You may be asking why I used the term illegal…it has probably something to do with the fact that the entire area of Ramla l-Hamra is protected under national legislation – as can be seen by this short description on the MEPA website (you can also see the list of laws governing this site whould you be interested). You do need a degree to understand that anything protected should be…erm…protected from such things.

This is not the first time MEPA sent ‘Ganni tal-Bulldozer’ to destroy a protected area…remember the famous Game of Thrones filming fiasco back in November of 2010, where they sent Ganni and his bulldozer to remove sediment off important (and protected) archaeological sites in Dwejra, Gozo?

Ganni, the village idiot, and his trusty bulldozer at work in the archaeologically, ecologically and culturally sensitive area of Dwejra, Gozo (Photo credit: TimesofMalta)

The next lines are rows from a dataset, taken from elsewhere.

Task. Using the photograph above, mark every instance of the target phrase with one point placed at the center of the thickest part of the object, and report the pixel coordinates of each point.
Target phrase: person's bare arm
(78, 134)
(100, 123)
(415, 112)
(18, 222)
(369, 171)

Also, as a side note to general Maltese public, a CLEAN beach does not mean not having the presence of stones or sea grass (alka), but a beach free of the human waste people leave behind.

Stones, pebbles, rocks, sea grass debris and all the natural things washed up from the sea are not a source of disease or harm to the beach. They are important for the health of the beach – sea grass and other organic debris provide nutrients to an otherwise deprived habitat in the sand, while pebbles and larger rocks allow the sand to not be lost or swept away when there are stronger currents.

Someone needs to explain why MEPA and the government (both PN and PL it seems) have this perverted affinity towards using bulldozers and similar heavy machinery in protected areas.

I personally want answers, rational ones, at how this illegal act has been sanctioned by a government body – or will the new MEPA chairman tell us that it is ‘just bare rock’ as he did in the Dwejra case?

Malta desperately needs to get served by some harsh environmental fines soon, it really needs to grow up and learn a thing or too about environmental conservation. What do you think?